(RSF/IFEX) – RSF has denounced the ongoing harassment of Iran’s reformist press. The leading daily newspaper “Yas-e no” was banned for 10 days on 29 September 2003 for defying a request to print for a second day the same “right of reply” article by hardline Tehran Prosecutor Saïd Mortazavi. The paper eventually agreed and was […]
(RSF/IFEX) – RSF has denounced the ongoing harassment of Iran’s reformist press. The leading daily newspaper “Yas-e no” was banned for 10 days on 29 September 2003 for defying a request to print for a second day the same “right of reply” article by hardline Tehran Prosecutor Saïd Mortazavi. The paper eventually agreed and was allowed to resume publishing on 1 October.
“This situation would be a joke if it were not for the alarming state of press freedom in Iran,” said RSF Secretary-General Robert Ménard. “The judiciary, which is controlled by hardliners, has been busy shutting down newspapers, summoning journalists and making spurious investigations in cases such as the murder of photographer Zahra Kazemi. Now it is using the principle of ‘right of reply’ to fill up the space in reformist papers.”
Mortazavi, who was formerly head of the Press Court, cited Article 23 of the press law, which provides for a “right of reply”, with an article accompanied by the offending article’s headline, in the same place in the paper, and without edits, but limited to twice the length of the original article.
Mortazavi sent several rebuttals to articles in the paper about the Kazemi case and the prison conditions of journalist Abbas Abdi, who has been in jail for several months (see IFEX alerts of 1 August, 24 June, 30 and 23 April, 13 March and 8 January 2003, 28 and 6 November 2002). The latest reply, which occupied two-thirds of the 16-page paper, was published, with a few edits, on 27 September.
The judge objected to the cuts and complained that the “right of reply” was positioned too closely to reports about Abdi’s hunger strike. He demanded that it be republished in its entirety in the next day’s issue of the paper, starting on the front page.
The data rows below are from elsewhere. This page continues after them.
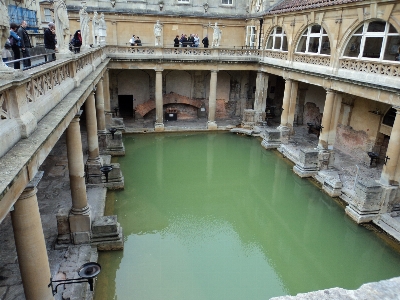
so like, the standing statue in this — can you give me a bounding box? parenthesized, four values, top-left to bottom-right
(92, 11, 100, 47)
(154, 20, 163, 47)
(79, 2, 90, 50)
(99, 13, 107, 45)
(211, 22, 222, 48)
(54, 0, 70, 54)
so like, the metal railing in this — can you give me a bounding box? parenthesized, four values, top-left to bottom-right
(5, 50, 57, 70)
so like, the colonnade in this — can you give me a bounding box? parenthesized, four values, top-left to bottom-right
(275, 74, 400, 202)
(9, 72, 110, 300)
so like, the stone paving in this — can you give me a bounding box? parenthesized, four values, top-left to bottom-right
(1, 117, 400, 300)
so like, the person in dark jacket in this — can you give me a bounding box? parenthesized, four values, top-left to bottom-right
(134, 36, 142, 46)
(17, 20, 32, 68)
(44, 22, 56, 61)
(181, 34, 188, 47)
(202, 35, 209, 48)
(72, 30, 82, 53)
(9, 23, 22, 69)
(174, 35, 179, 47)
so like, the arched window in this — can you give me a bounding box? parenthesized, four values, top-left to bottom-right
(296, 24, 330, 55)
(266, 27, 288, 51)
(343, 21, 400, 61)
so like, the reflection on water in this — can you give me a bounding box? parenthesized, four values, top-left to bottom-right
(95, 133, 400, 300)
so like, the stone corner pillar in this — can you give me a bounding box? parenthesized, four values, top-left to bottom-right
(155, 69, 164, 130)
(317, 89, 336, 150)
(11, 171, 53, 300)
(208, 70, 218, 130)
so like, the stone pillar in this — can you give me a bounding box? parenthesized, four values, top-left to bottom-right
(287, 80, 298, 131)
(279, 78, 292, 128)
(380, 106, 400, 186)
(95, 79, 106, 133)
(208, 70, 218, 130)
(86, 91, 102, 162)
(254, 71, 268, 112)
(155, 69, 164, 132)
(11, 172, 53, 300)
(318, 89, 336, 150)
(327, 93, 342, 147)
(295, 87, 308, 125)
(66, 113, 91, 244)
(103, 70, 112, 126)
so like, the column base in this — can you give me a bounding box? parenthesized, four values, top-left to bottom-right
(69, 208, 91, 244)
(345, 205, 379, 224)
(261, 128, 281, 149)
(207, 121, 218, 130)
(86, 157, 103, 184)
(155, 122, 165, 132)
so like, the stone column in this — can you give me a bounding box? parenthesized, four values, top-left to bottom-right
(254, 71, 268, 112)
(327, 93, 342, 148)
(86, 91, 101, 164)
(155, 69, 164, 132)
(318, 89, 335, 150)
(208, 70, 218, 130)
(66, 112, 91, 244)
(279, 78, 292, 129)
(11, 172, 53, 300)
(95, 79, 106, 133)
(380, 106, 400, 186)
(287, 80, 298, 131)
(103, 70, 112, 126)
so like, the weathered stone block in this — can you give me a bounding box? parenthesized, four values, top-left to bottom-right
(56, 208, 70, 235)
(293, 149, 319, 177)
(261, 128, 281, 149)
(354, 179, 383, 212)
(92, 215, 118, 235)
(71, 232, 91, 244)
(69, 213, 91, 233)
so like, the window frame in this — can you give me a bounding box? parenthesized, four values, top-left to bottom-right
(265, 26, 288, 52)
(295, 24, 330, 56)
(342, 21, 400, 62)
(177, 0, 190, 2)
(221, 0, 233, 5)
(44, 8, 52, 23)
(246, 26, 256, 49)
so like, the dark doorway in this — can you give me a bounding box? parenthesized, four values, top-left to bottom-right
(118, 95, 134, 117)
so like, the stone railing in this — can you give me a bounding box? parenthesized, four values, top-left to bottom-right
(264, 50, 288, 60)
(0, 47, 106, 158)
(339, 58, 400, 77)
(104, 46, 262, 61)
(293, 53, 331, 66)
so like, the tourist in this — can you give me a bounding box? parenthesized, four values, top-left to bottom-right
(174, 35, 179, 47)
(44, 22, 57, 61)
(194, 33, 200, 47)
(2, 43, 12, 63)
(202, 35, 209, 48)
(71, 30, 82, 53)
(9, 23, 22, 69)
(129, 34, 136, 46)
(188, 34, 194, 47)
(17, 20, 32, 68)
(134, 36, 142, 46)
(181, 34, 188, 47)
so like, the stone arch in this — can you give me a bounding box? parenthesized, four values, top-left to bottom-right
(293, 23, 332, 55)
(117, 69, 150, 106)
(165, 70, 192, 98)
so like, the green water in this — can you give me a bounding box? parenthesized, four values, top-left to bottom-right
(95, 132, 400, 300)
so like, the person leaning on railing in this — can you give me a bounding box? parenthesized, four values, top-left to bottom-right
(9, 23, 22, 69)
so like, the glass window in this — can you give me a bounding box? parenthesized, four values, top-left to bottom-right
(246, 26, 256, 48)
(265, 27, 288, 51)
(295, 24, 331, 55)
(222, 0, 233, 4)
(342, 21, 400, 61)
(44, 8, 52, 22)
(177, 0, 189, 2)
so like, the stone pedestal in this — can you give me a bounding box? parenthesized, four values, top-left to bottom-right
(86, 158, 103, 184)
(105, 130, 125, 156)
(155, 122, 165, 132)
(69, 211, 91, 244)
(207, 121, 217, 130)
(293, 149, 319, 177)
(242, 109, 265, 128)
(318, 149, 334, 169)
(277, 125, 290, 144)
(345, 179, 383, 223)
(379, 184, 400, 214)
(103, 163, 124, 190)
(110, 117, 125, 131)
(261, 128, 281, 149)
(91, 215, 124, 250)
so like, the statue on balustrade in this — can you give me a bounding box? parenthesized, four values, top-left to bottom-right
(211, 22, 222, 48)
(99, 13, 107, 45)
(154, 20, 163, 47)
(92, 11, 100, 47)
(79, 2, 90, 50)
(54, 0, 70, 54)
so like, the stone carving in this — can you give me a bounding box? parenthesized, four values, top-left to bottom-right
(99, 13, 107, 45)
(54, 0, 70, 54)
(154, 20, 163, 47)
(210, 22, 222, 48)
(92, 11, 100, 47)
(79, 2, 90, 50)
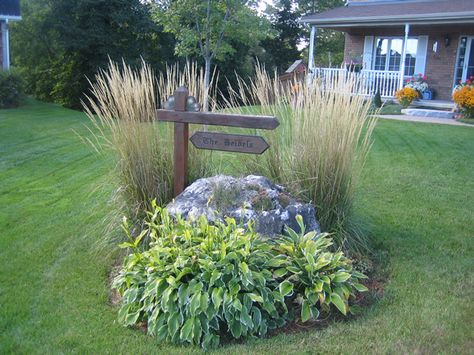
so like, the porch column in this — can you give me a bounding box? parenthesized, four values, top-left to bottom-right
(1, 20, 10, 70)
(307, 25, 317, 85)
(399, 23, 410, 89)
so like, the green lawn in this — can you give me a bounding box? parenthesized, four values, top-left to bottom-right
(1, 99, 473, 353)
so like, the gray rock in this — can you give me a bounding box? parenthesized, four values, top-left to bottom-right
(165, 175, 320, 237)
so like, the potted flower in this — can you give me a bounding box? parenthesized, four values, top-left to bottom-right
(453, 77, 474, 119)
(345, 55, 363, 73)
(405, 74, 431, 99)
(395, 87, 419, 108)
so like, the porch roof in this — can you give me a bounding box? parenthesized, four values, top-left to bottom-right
(0, 0, 21, 20)
(301, 0, 474, 28)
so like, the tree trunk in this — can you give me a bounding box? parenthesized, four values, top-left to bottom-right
(203, 56, 211, 112)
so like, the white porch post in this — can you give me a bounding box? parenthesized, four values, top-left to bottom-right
(399, 23, 410, 89)
(307, 25, 317, 85)
(1, 19, 10, 70)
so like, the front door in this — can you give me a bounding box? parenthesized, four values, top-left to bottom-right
(455, 36, 474, 85)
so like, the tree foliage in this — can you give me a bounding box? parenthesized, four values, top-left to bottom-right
(259, 0, 302, 73)
(153, 0, 272, 109)
(11, 0, 175, 108)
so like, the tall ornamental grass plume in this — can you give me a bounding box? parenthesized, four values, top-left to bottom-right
(83, 59, 173, 214)
(223, 66, 377, 253)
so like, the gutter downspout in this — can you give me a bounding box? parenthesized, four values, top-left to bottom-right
(307, 25, 317, 85)
(399, 23, 410, 89)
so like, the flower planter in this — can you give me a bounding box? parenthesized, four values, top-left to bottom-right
(422, 91, 432, 100)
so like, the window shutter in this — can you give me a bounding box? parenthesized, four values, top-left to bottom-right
(414, 35, 428, 76)
(363, 36, 374, 69)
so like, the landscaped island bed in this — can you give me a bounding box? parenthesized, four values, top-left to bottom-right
(0, 99, 473, 353)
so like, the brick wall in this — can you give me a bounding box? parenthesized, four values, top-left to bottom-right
(342, 24, 474, 100)
(344, 33, 365, 63)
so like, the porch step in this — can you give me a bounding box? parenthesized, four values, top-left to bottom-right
(410, 100, 455, 110)
(401, 108, 455, 119)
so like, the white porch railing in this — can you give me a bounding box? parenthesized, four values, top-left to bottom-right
(310, 68, 402, 98)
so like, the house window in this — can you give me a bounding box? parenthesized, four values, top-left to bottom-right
(373, 37, 418, 76)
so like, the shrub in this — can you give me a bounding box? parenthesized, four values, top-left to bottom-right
(0, 69, 24, 108)
(395, 87, 419, 108)
(372, 90, 382, 109)
(453, 79, 474, 119)
(223, 66, 376, 252)
(113, 206, 367, 349)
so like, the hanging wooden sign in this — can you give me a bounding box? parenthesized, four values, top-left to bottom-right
(190, 131, 269, 154)
(156, 86, 279, 196)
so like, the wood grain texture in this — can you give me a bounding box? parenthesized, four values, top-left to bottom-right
(190, 131, 269, 154)
(156, 110, 279, 130)
(173, 87, 189, 196)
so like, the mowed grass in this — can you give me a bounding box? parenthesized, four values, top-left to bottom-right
(0, 99, 473, 353)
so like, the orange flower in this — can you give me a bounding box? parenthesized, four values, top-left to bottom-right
(396, 87, 419, 107)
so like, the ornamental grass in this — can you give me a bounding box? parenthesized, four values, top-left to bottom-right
(223, 66, 377, 253)
(83, 60, 215, 217)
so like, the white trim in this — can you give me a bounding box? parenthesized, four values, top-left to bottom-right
(453, 36, 474, 87)
(301, 12, 474, 26)
(363, 36, 374, 69)
(399, 24, 410, 89)
(0, 15, 21, 21)
(372, 35, 427, 78)
(1, 19, 10, 70)
(414, 35, 428, 76)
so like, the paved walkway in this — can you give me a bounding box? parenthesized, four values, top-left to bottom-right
(376, 114, 474, 127)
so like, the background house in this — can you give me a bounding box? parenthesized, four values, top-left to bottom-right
(0, 0, 21, 70)
(301, 0, 474, 101)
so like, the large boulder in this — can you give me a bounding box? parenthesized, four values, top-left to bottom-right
(165, 175, 320, 237)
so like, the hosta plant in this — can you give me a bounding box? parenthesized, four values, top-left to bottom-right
(113, 206, 368, 349)
(113, 204, 287, 349)
(273, 216, 368, 322)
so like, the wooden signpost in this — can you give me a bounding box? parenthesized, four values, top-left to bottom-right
(156, 86, 279, 196)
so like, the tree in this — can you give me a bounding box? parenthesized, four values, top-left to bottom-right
(259, 0, 302, 73)
(153, 0, 272, 111)
(297, 0, 345, 67)
(11, 0, 175, 108)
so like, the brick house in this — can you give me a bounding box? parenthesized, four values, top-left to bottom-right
(301, 0, 474, 101)
(0, 0, 21, 70)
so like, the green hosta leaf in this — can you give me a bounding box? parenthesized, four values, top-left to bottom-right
(279, 280, 294, 297)
(167, 312, 181, 338)
(193, 316, 202, 344)
(273, 268, 288, 278)
(330, 292, 347, 315)
(190, 292, 201, 316)
(233, 297, 243, 311)
(124, 310, 140, 326)
(209, 270, 222, 287)
(314, 280, 323, 293)
(247, 293, 263, 303)
(352, 283, 369, 292)
(301, 300, 311, 322)
(200, 292, 209, 312)
(333, 271, 351, 283)
(211, 287, 223, 309)
(180, 317, 194, 343)
(240, 308, 254, 329)
(352, 271, 368, 279)
(252, 307, 262, 326)
(230, 319, 242, 338)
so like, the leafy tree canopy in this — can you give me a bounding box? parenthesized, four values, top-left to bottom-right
(11, 0, 175, 108)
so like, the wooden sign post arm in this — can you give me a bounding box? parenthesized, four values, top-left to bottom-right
(173, 87, 189, 196)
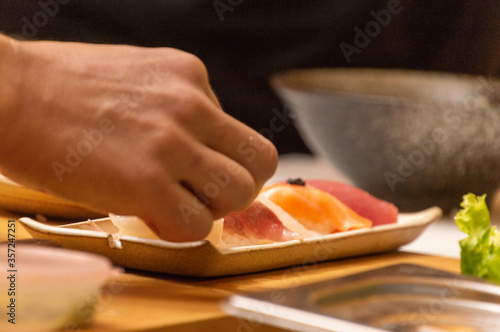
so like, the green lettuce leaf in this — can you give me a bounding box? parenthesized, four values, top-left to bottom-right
(454, 193, 500, 282)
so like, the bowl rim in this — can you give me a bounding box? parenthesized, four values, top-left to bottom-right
(270, 67, 499, 107)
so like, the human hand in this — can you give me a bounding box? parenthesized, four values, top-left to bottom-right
(0, 35, 278, 242)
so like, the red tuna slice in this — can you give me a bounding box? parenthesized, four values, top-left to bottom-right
(219, 198, 316, 249)
(290, 179, 398, 226)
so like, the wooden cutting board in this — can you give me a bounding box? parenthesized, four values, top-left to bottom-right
(0, 213, 460, 331)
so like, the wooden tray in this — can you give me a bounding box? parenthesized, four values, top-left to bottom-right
(19, 207, 442, 277)
(0, 175, 104, 219)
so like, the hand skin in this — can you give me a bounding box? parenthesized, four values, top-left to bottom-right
(0, 34, 278, 242)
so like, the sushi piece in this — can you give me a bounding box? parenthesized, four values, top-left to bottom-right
(108, 213, 224, 245)
(107, 196, 317, 249)
(218, 197, 319, 249)
(302, 179, 398, 226)
(105, 178, 389, 248)
(259, 180, 372, 234)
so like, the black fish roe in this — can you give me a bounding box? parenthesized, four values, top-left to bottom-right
(287, 178, 306, 186)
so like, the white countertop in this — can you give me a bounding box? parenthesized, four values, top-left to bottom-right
(270, 154, 472, 259)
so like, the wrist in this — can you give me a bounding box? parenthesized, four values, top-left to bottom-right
(0, 35, 24, 170)
(0, 34, 10, 65)
(0, 35, 21, 121)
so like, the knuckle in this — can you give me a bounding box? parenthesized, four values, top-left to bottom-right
(153, 123, 179, 145)
(166, 85, 211, 122)
(144, 123, 188, 160)
(175, 52, 209, 83)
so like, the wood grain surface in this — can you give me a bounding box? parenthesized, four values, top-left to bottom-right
(0, 211, 460, 331)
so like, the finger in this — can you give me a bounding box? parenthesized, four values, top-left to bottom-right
(165, 89, 278, 193)
(140, 181, 214, 242)
(199, 111, 279, 190)
(176, 139, 258, 218)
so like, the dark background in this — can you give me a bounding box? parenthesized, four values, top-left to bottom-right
(1, 1, 499, 154)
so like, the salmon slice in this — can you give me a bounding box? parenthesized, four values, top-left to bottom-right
(259, 183, 372, 234)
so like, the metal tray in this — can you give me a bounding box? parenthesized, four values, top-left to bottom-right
(222, 264, 500, 331)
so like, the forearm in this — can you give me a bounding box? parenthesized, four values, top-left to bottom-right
(0, 37, 278, 241)
(0, 34, 16, 113)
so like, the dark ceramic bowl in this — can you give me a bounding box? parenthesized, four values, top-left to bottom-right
(271, 68, 500, 212)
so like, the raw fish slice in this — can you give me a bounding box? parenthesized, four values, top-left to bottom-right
(304, 179, 398, 226)
(260, 183, 372, 233)
(108, 213, 224, 246)
(204, 218, 223, 247)
(219, 198, 313, 249)
(258, 197, 319, 238)
(109, 214, 160, 239)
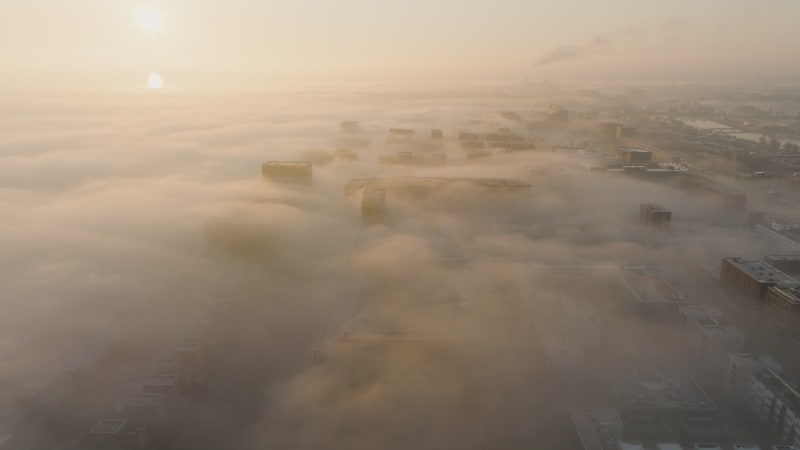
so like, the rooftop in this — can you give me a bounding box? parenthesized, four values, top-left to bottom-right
(139, 374, 180, 387)
(120, 393, 164, 408)
(696, 318, 745, 340)
(263, 160, 312, 167)
(766, 255, 800, 262)
(729, 353, 782, 373)
(569, 408, 623, 450)
(753, 369, 800, 413)
(723, 258, 799, 285)
(91, 419, 127, 435)
(768, 285, 800, 305)
(621, 271, 686, 305)
(608, 368, 715, 411)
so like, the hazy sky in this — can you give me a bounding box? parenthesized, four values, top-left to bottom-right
(2, 0, 799, 89)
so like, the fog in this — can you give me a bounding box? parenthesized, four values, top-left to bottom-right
(3, 1, 800, 449)
(2, 81, 798, 450)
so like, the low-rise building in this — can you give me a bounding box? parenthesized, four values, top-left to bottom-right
(607, 368, 724, 443)
(720, 258, 800, 300)
(361, 187, 386, 224)
(617, 147, 652, 164)
(765, 286, 800, 334)
(640, 203, 672, 228)
(261, 161, 312, 183)
(764, 255, 800, 276)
The paper initially refused but subsequently yielded to the demand.
There have been other incidences of media harassment in recent days. On 28 September, the Tehran Revolutionary Court handed journalist Fariba Davoudi Mohajer a three-year suspended jail sentence. Mohajer works for the reformist press. He wrote articles that were denounced as “anti-government propaganda” and “harming state security”. He was also accused of signing a petition to release prisoners.
On 27 September, the same court sentenced Mohsen Sazgara, editor of the Internet website Alliran and the closed reformist daily “Jameh”, to one year in prison for “insulting the Supreme Guide of the Islamic Republic,” Ayatollah Ali Khamenei. His lawyer said his trial was held in camera and that the court did not specify the charges of which Sazgara was found guilty.
During the week of 22 September, Eskandar Deldam, a journalist with the suspended weekly “Tabarestan”, was summoned by the State Prosecutor’s Office after writing a satirical article about the state broadcaster, which is directly controlled by Ayatollah Khamenei.